Multiple replications#

We will extend the Experiments notebook by modifying our single_run model wrapper function so that it runs multiple independent replications.

For this example, we will ignore common random number streams across scenarios

The first part of the notebook is setup in an similar manner to the Experiments notebook. But we do make one small modification to the Experiment class to reset results collection at the start of each replication. The final section modifies single_run and creates a new wrapper function and uses it to run multiple independent replications.

1. Imports#

import numpy as np
import pandas as pd
import simpy
import itertools

2. Notebook level variables, constants, and default values#

A useful first step when setting up a simulation model is to define the base case or as-is parameters. Here we will create a set of constant/default values for our Experiment class, but you could also consider reading these in from a file.

# default resources
N_OPERATORS = 13

# default mean inter-arrival time (exp)
MEAN_IAT = 60 / 100

## default service time parameters (triangular)
CALL_LOW = 5.0
CALL_MODE = 7.0
CALL_HIGH = 10.0

# Seeds for arrival and service time distributions (for repeatable single run)
ARRIVAL_SEED = 42
CALL_SEED = 101

# Boolean switch to simulation results as the model runs
TRACE = False

# run variables
RESULTS_COLLECTION_PERIOD = 1000

3. Distribution classes#

We will also define two distribution classes (Triangular and Expeonential) to encapsulate the random number generation, parameters and random seeds used in the sampling. This simplifies what we will need to include in the Experiment class and as we will see later makes it easier to vary distributions as well as parameters.

class Triangular():
    '''
    Convenience class for the triangular distribution.
    packages up distribution parameters, seed and random generator.
    '''
    def __init__(self, low, mode, high, random_seed=None):
        '''
        Constructor.
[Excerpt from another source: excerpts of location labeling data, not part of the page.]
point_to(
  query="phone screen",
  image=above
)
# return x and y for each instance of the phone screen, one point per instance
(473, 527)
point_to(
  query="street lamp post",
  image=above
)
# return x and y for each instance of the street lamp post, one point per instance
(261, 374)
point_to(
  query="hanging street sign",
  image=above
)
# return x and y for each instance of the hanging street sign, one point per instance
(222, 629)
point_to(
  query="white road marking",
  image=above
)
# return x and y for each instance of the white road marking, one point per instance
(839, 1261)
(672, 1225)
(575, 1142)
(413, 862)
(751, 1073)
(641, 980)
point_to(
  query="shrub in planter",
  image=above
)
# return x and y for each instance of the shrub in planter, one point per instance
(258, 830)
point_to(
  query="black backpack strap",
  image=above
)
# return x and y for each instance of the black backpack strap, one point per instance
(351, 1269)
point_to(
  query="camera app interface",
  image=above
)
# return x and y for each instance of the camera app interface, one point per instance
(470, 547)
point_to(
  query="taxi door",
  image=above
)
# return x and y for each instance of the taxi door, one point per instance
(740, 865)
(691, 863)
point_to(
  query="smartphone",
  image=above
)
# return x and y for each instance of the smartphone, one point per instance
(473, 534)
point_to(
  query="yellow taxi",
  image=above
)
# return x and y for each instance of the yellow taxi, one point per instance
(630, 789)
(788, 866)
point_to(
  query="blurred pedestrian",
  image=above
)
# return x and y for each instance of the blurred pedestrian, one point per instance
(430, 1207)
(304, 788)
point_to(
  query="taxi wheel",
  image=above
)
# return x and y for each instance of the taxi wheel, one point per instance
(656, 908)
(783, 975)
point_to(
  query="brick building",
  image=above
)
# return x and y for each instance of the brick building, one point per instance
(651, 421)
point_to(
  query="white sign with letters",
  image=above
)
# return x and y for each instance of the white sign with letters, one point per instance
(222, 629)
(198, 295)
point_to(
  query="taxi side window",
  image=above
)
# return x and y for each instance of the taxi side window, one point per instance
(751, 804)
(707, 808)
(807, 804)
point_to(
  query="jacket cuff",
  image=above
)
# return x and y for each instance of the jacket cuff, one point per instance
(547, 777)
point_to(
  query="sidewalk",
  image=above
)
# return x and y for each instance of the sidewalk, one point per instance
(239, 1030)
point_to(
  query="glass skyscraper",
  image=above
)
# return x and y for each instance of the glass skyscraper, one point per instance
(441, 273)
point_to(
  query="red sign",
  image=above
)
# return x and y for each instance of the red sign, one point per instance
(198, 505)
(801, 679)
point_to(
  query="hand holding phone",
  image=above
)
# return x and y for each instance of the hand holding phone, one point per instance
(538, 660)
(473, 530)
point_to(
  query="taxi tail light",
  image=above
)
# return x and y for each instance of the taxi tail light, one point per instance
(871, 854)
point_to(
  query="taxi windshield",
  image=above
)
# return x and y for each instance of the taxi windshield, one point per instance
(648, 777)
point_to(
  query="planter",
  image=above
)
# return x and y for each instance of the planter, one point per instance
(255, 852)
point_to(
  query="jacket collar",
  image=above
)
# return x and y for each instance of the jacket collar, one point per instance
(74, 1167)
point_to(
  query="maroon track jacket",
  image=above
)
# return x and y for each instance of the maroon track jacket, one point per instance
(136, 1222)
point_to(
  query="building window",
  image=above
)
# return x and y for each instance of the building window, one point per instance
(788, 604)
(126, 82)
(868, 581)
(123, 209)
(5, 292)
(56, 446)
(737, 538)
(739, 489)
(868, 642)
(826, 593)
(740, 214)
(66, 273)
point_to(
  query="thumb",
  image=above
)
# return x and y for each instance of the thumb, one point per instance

Accepts and stores parameters of the triangular dist
        and a random seed.
        
        Params:
        ------
        low: float
            The smallest values that can be sampled
            
        mode: float
            The most frequently sample value
            
        high: float
            The highest value that can be sampled
        
        random_seed: int, optional (default=None)
            Used with params to create a series of repeatable samples.
        '''
        self.rand = np.random.default_rng(seed=random_seed)
        self.low = low
        self.high = high
        self.mode = mode
        
    def sample(self, size=None):
        '''
        Generate one or more samples from the triangular distribution
        
        Params:
        --------
        size: int
            the number of samples to return.  If size=None then a single
            sample is returned.
            
        Returns:
        -------
        float or np.ndarray (if size >=1)
        '''
        return self.rand.triangular(self.low, self.mode, self.high, size=size)
class Exponential():
    '''
    Convenience class for the exponential distribution.
    packages up distribution parameters, seed and random generator.
    '''
    def __init__(self, mean, random_seed=None):
        '''
        Constructor
        
        Params:
        ------
        mean: float
            The mean of the exponential distribution
        
        random_seed: int, optional (default=None)
            A random seed to reproduce samples.  If set to none then a unique
            sample is created.
        '''
        self.rand = np.random.default_rng(seed=random_seed)
        self.mean = mean
        
    def sample(self, size=None):
        '''
        Generate a sample from the exponential distribution
        
        Params:
        -------
        size: int, optional (default=None)
            the number of samples to return.  If size=None then a single
            sample is returned.
            
        Returns:
        -------
        float or np.ndarray (if size >=1)
        '''
        return self.rand.exponential(self.mean, size=size)

3. Experiment class#

An experiment class is useful because it allows use to easily configure and schedule a large number of experiments to occur in a loop. We set the class up so that it uses the default variables we defined above i.e. as default the model reflects the as-is process. To run a new experiment we simply override the default values.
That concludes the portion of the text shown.